Apparently, MM and his wife had once tried doing a couples sex thing, and she really didn't like it On the night of our 3some, he told her he was going to a poker game. No, MM's wife doesn't know what is happening between us, but this isn't the first time he has done something like this. So if they get divorced, I don't really think it will be my fault (my therapist agrees). Clearly, something is going on between them that has nothing to do with me, or else he wouldn't be looking elsewhere. I don't think either of us want to split up with our spouses over this. But we have incredible chemistry when we are together.

I used to think that monogamy was the only way to go. 47 years of believing something takes awhile to disassemble. But now I honestly believe it's not natural to be with one person your whole life... so few animals in the animal kingdom stay with one partner their entire lives.

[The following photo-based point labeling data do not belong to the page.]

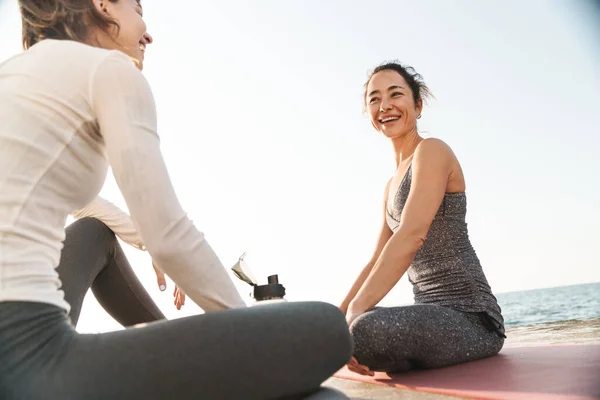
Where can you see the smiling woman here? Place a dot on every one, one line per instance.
(71, 105)
(455, 317)
(110, 24)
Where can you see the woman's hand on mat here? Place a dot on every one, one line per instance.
(352, 314)
(354, 366)
(162, 285)
(179, 297)
(160, 278)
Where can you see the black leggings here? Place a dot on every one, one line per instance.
(278, 351)
(93, 258)
(424, 336)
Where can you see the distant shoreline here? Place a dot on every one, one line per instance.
(547, 288)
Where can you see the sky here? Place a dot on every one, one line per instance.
(262, 129)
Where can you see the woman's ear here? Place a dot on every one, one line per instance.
(100, 6)
(419, 107)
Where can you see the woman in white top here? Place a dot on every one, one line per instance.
(72, 104)
(92, 258)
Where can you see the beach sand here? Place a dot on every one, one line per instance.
(574, 331)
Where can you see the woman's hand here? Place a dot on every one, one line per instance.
(354, 366)
(352, 313)
(179, 297)
(162, 285)
(160, 278)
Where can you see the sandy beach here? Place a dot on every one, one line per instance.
(573, 331)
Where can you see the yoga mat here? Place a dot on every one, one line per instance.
(545, 372)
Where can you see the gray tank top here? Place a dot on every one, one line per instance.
(446, 270)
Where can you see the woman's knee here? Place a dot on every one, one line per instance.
(89, 227)
(327, 327)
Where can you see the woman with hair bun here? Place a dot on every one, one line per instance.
(71, 105)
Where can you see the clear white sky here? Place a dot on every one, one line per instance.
(262, 129)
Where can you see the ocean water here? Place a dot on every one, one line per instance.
(562, 303)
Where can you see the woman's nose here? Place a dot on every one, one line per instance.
(148, 38)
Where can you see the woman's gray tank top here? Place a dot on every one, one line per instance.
(446, 270)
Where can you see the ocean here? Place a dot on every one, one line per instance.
(564, 303)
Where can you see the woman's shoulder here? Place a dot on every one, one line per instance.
(433, 147)
(75, 54)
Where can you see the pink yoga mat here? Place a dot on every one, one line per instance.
(547, 372)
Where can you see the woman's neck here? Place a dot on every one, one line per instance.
(405, 145)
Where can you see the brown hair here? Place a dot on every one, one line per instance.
(60, 19)
(419, 89)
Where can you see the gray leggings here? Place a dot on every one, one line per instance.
(279, 351)
(424, 336)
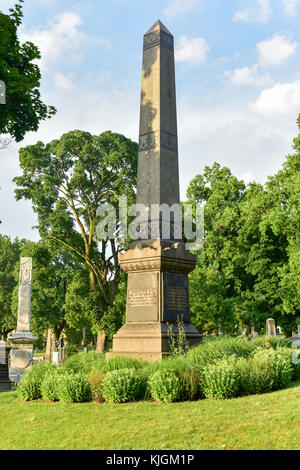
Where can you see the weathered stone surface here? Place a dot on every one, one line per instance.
(5, 383)
(271, 327)
(22, 339)
(158, 148)
(157, 269)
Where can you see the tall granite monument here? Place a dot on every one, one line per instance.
(22, 339)
(157, 268)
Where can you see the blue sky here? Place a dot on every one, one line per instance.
(237, 76)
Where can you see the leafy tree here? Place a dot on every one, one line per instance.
(9, 257)
(24, 108)
(212, 282)
(67, 180)
(249, 267)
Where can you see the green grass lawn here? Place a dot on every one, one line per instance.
(270, 421)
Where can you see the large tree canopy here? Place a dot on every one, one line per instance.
(9, 257)
(249, 267)
(24, 108)
(67, 180)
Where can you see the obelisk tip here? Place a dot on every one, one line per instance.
(158, 26)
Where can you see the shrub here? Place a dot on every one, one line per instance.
(165, 386)
(288, 354)
(49, 386)
(84, 363)
(268, 369)
(282, 366)
(273, 341)
(95, 381)
(221, 379)
(29, 387)
(123, 385)
(73, 388)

My MM and I have talked about it, and I truly believe that as long as he is still going home to his wife and she is still #1 for him, they are having a good sex life, he and I are being safe, and he's getting something from me that she doesn't give him which makes him happy... well, if she doesn't know about it, then is she truly being hurt? 3 months ago I would have said yes, but now I don't think she is.

It took me awhile before I realized I was the OW. I don't think poorly of his wife, but I also don't really want to hear about her too much. (Just like I don't tell him much about my kids... it's not so sexy.) I find myself thinking about my MM entirely too much... he gives me more pleasure than my husband ever did (because my husband is bi, and has stronger attraction for men, there are certain things he just doesn't want to do with me). But my MM and I are also becoming good friends too. It started off just being about sex, but it has quickly developed into something a bit more. My heart jumps the minute I see a text from him... I feel like I am 15 again.

I have no idea how long things will last between me and my MM. It's probably doomed from the beginning, but I will always be grateful for the gift he has given me... reminding me that I am beautiful, desirable, and capable of so much.

Please don't flame me... I am new to all of this and just sharing my story.